New Subscriber Count Underwhelming
Jeffrey Katzenberg and Meg Whitman launched Quibi on April 6th. The latest project from the two well-experienced entertainment moguls, Quibi is a streaming service designed for the smallest of screens— namely, smartphones and other mobile devices. The subscription based platform’s initiative is to provide short bursts of entertainment for people on the go, keeping content between seven and ten minutes long apiece.
Quibi entered the streaming war with a lot of hype, propelled by a massive marketing campaign and a line up including several noteworthy filmmakers such as Steven Spielberg, Guillermo Del Toro, Steven Soderbergh, Sam Raimi, and more. Many industry insiders had high hopes for the novel platform, even after it decided to stay true to its April 6th launch date amidst the coronavirus.
Sadly, that decision might be coming back to haunt Quibi, as the service came out over a month ago and has so far severely underperformed. The service cost roughly $1.4 billion to create— most of the money coming from Hollywood studio investors and the Chinese e-commerce company Alibaba— and according to the New York Times, it has garnered under 2 million active subscribers in its first month. At a price of $4.99-$7.99 per month, this is a long way from breaking even.
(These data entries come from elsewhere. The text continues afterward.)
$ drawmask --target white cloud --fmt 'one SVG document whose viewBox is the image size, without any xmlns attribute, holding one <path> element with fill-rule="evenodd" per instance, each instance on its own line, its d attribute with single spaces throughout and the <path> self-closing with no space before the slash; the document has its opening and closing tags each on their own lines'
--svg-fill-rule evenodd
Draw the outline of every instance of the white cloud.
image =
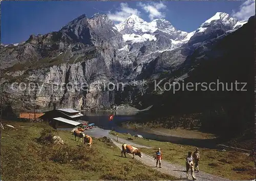
<svg viewBox="0 0 256 181">
<path fill-rule="evenodd" d="M 160 12 L 160 10 L 164 10 L 166 6 L 162 3 L 153 3 L 144 4 L 140 2 L 138 4 L 147 13 L 151 20 L 157 18 L 162 18 L 165 17 L 164 13 Z"/>
<path fill-rule="evenodd" d="M 116 11 L 112 14 L 110 12 L 108 14 L 109 18 L 114 21 L 122 22 L 125 20 L 130 16 L 134 14 L 139 16 L 140 12 L 137 9 L 133 9 L 128 6 L 127 3 L 121 3 L 120 11 Z"/>
<path fill-rule="evenodd" d="M 239 11 L 233 11 L 232 16 L 240 20 L 248 20 L 255 15 L 255 1 L 247 0 L 240 6 Z"/>
</svg>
Despite knowing the risk of launching Quibi during COVID-19, Jeffrey Katzenberg is now attributing the site’s underperformance to the pandemic. In a New York Times video interview, he unambiguously stated, “I attribute everything that has gone wrong to coronavirus.”
The founder’s rationale is that the platform is best consumed for people with busy, mobile lives. Quibi provides content catered to people on tight schedules, with news and entertainment served in quick doses. Under the current quarantine, however, people are more sedentary than ever before. Katzenberg continued to the Times, “My hope, my belief was that there would still be many in-between moments while sheltering in place. There are still those moments, but it’s not the same. It’s out of sync.”
This makes sense, but is called into question when considering the success of other streaming sites during the lockdown. Established platforms such as Netflix, Amazon Prime, and Disney+ have benefitted immensely from people staying at home. With theaters closed, lots of content is getting expedited to streaming and these sites are serving as the last lines of entertainment during these isolating times. Netflix has added 15.8 million subscribers in 2020, and Disney+ 4.5 million in the month of April alone.
Of course, Quibi lacks a lot of what these preexisting services have to offer. It does not possess the name brand recognition of a Netflix or Amazon, nor does it have have the vast, familiar library of Disney+. Despite its impressive rolodex of attached producers and a few reboots of popular shows, Quibi has had to build from the bottom up with original programming.
No Blockbuster (yet?) and Now A Changed Attitude Re: TV
Unfortunately, on top of all the circumstantial roadblocks facing Quibi as a company right now, its shows have not been well received either. Many critics and consumers are not buying into the concept of watching content on a phone. Even though Quibi invested lots of effort into creating “turnstyle” technology for a seamless vertical/horizontal viewing experience, the final product has been underwhelming. A review from The Vulture called the technological attempt’s outcome, “a sad cropped, vertical version of a show that looked better in widescreen.”
Now, Quibi is looking towards the future. With so much money and human capital tied up in the project, it has no choice but to keep moving forward, trying to rebound and improve upon itself.
Read more: “Five Stories perfect for our time“
Marketing-wise, Quibi plans to start advertising for individual shows. Up until now, the platform has marketed itself as a whole, with celebrity-endorsed commercials promoting the overall site rather than specific programs. Going forward, Quibi will create more ads centered on particular shows, much in the same vein as Netflix and Disney+.
The site will also be updating its terms of usage. For starters, Quibi users will no longer be tethered to their phone screens. Subscribers will soon be able to watch Quibi shows on their televisions. This was always something that Quibi aspired to in the longterm, but wanted to get its customers used to the small screen standard first. Given the users’ apparent aversion to mobile viewing, though, Quibi is accelerating the process.
Moreover, Quibi content will be sharable on social media going forward. At first, Katzenberg and Whitman wanted to keep all of Quibi (including screenshots) behind its subscriber paywall. Those walls are now becoming permeable, as Quibi demands more traction. Allowing users to share Quibi shows on Facebook, Instagram, and Twitter will help spread its popularity and get more people talking about it.
Evidently, Quibi is undergoing some changes at the moment. Regardless of the peculiar situation, the bottom line is that Quibi has not been so successful out the gate. Things will probably get even more competitive in the coming months as NBCUniversal’s Peacock and AT&T’s HBOMax enter the streaming world. Consequentially, Quibi executives are changing their approach immediately, lest the Quibi craze be over before it even begins.